Prior exome studies of intellectual disability and schizophrenia, the authors note, have turned up sets of genes significantly overlapping those identified in the new ASD study.

The largest overlap is seen in genes that express messages to which proteins called FMRP bind. FMRP is the protein encoded by the gene FMR1, whose dysfunction causes Fragile-X syndrome and is a major risk factor in intellectual disability.

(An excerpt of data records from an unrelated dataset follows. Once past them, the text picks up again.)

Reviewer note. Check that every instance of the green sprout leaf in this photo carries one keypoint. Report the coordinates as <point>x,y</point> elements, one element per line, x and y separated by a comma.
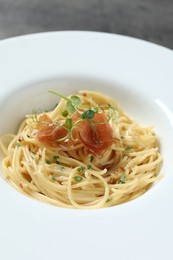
<point>65,113</point>
<point>88,114</point>
<point>75,100</point>
<point>122,179</point>
<point>91,158</point>
<point>70,107</point>
<point>18,144</point>
<point>81,169</point>
<point>48,162</point>
<point>78,178</point>
<point>89,166</point>
<point>68,123</point>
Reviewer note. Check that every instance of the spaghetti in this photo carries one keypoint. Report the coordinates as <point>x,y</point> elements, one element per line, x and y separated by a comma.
<point>87,153</point>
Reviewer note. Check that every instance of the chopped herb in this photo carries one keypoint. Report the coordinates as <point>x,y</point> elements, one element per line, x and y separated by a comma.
<point>78,178</point>
<point>91,158</point>
<point>48,162</point>
<point>55,157</point>
<point>88,114</point>
<point>95,109</point>
<point>61,168</point>
<point>70,108</point>
<point>122,179</point>
<point>108,200</point>
<point>89,166</point>
<point>75,101</point>
<point>127,148</point>
<point>81,169</point>
<point>33,156</point>
<point>54,178</point>
<point>18,144</point>
<point>68,123</point>
<point>64,113</point>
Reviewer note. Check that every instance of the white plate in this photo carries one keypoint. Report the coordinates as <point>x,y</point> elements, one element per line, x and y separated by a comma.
<point>139,75</point>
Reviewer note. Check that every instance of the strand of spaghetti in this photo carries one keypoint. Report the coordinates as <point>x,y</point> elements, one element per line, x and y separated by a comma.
<point>103,199</point>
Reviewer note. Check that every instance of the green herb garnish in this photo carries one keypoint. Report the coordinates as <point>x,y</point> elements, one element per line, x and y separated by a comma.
<point>48,162</point>
<point>91,158</point>
<point>127,148</point>
<point>108,200</point>
<point>18,144</point>
<point>64,113</point>
<point>89,166</point>
<point>81,169</point>
<point>122,179</point>
<point>78,178</point>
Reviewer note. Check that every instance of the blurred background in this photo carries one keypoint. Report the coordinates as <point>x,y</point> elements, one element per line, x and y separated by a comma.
<point>151,20</point>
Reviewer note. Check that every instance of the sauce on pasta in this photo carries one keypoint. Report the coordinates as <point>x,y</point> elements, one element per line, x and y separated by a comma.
<point>87,153</point>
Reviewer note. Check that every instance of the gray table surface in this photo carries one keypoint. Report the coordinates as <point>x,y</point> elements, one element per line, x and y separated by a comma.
<point>151,20</point>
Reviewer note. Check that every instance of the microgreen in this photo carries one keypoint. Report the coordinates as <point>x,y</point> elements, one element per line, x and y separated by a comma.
<point>91,158</point>
<point>127,148</point>
<point>55,158</point>
<point>122,179</point>
<point>78,178</point>
<point>18,144</point>
<point>88,114</point>
<point>81,169</point>
<point>89,166</point>
<point>61,168</point>
<point>108,200</point>
<point>68,123</point>
<point>48,162</point>
<point>64,113</point>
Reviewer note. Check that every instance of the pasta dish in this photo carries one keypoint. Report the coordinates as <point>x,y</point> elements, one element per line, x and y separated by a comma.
<point>86,153</point>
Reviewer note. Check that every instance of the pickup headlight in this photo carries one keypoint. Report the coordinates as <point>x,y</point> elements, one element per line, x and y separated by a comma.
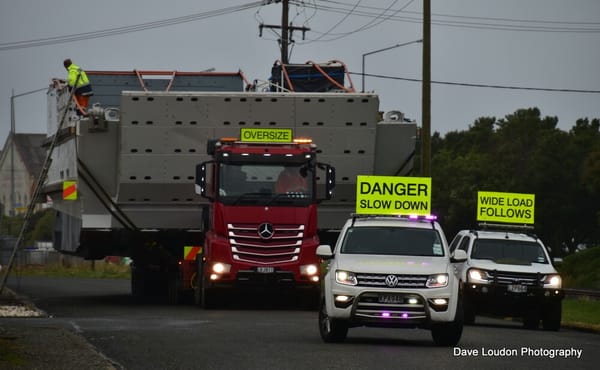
<point>552,281</point>
<point>345,277</point>
<point>478,276</point>
<point>437,281</point>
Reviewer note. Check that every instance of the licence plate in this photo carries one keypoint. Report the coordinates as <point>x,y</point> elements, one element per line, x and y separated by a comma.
<point>390,299</point>
<point>265,269</point>
<point>514,288</point>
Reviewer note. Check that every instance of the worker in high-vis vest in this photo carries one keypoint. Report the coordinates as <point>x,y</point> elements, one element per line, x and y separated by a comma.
<point>83,89</point>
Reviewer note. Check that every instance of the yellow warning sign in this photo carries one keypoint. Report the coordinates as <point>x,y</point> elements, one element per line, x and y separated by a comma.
<point>393,195</point>
<point>514,208</point>
<point>70,190</point>
<point>266,135</point>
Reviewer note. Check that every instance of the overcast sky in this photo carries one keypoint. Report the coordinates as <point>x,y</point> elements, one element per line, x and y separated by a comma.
<point>539,44</point>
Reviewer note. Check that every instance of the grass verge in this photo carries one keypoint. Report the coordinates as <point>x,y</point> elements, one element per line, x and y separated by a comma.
<point>89,269</point>
<point>583,313</point>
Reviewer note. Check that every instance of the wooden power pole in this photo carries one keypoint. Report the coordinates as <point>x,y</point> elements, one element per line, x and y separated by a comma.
<point>426,94</point>
<point>286,31</point>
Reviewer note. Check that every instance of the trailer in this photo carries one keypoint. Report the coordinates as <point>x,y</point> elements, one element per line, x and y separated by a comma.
<point>134,170</point>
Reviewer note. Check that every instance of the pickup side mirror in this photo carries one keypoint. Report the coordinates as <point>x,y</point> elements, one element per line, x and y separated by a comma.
<point>458,256</point>
<point>324,251</point>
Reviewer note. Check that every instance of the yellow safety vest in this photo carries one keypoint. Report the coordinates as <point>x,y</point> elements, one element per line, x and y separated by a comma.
<point>75,71</point>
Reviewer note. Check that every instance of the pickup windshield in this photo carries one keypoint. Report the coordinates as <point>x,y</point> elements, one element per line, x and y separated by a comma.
<point>396,241</point>
<point>512,252</point>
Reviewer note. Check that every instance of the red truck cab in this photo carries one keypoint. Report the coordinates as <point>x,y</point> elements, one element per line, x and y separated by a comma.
<point>261,229</point>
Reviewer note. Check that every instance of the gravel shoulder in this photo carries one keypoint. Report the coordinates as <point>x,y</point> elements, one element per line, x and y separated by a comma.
<point>29,339</point>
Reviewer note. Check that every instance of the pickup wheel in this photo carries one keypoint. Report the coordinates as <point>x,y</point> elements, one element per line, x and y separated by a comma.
<point>552,316</point>
<point>447,334</point>
<point>332,331</point>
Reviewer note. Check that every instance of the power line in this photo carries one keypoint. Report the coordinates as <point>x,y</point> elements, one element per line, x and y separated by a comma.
<point>465,84</point>
<point>127,29</point>
<point>489,23</point>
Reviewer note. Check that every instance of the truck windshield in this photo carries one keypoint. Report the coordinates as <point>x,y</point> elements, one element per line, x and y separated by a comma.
<point>255,183</point>
<point>510,252</point>
<point>397,241</point>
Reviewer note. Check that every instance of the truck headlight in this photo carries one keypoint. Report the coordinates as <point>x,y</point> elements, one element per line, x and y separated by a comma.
<point>552,281</point>
<point>478,276</point>
<point>221,268</point>
<point>437,281</point>
<point>345,277</point>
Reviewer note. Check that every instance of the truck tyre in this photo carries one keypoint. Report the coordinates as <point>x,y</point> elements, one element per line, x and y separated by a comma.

Adds Research Assistant Professor Michael Ronemus, of the CSHL team:

“Our findings lend new weight to the hypothesis that there are specific functional categories of genes — likely conserved by evolution in development of the human neurological system and brain — that strongly contribute to autism’s causation, such as genes expressed during embryonic development and genes that encode proteins that remodel chromatin, the bundles in which our DNA is stored.”

Reference:
  1. Ivan Iossifov, Brian J. O’Roak, Stephan J. Sanders, Michael Ronemus, Niklas Krumm, Dan Levy, Holly A. Stessman, Kali T. Witherspoon, Laura Vives, Karynne E. Patterson, Joshua D. Smith, Bryan Paeper, Deborah A. Nickerson, Jeanselle Dea, Shan Dong, Luis E. Gonzalez, Jeffrey D. Mandell, Shrikant M. Mane, Michael T. Murtha, Catherine A. Sullivan, Michael F. Walker, Zainulabedin Waqar, Liping Wei, A. Jeremy Willsey, Boris Yamrom, Yoon-ha Lee, Ewa Grabowska, Ertugrul Dalkic, Zihua Wang, Steven Marks, Peter Andrews, Anthony Leotta, Jude Kendall, Inessa Hakker, Julie Rosenbaum, Beicong Ma, Linda Rodgers, Jennifer Troge, Giuseppe Narzisi, Seungtai Yoon, Michael C. Schatz, Kenny Ye, W. Richard McCombie, Jay Shendure, Evan E. Eichler, Matthew W. State, Michael Wigler.
    The contribution of de novo coding mutations to autism spectrum disorder.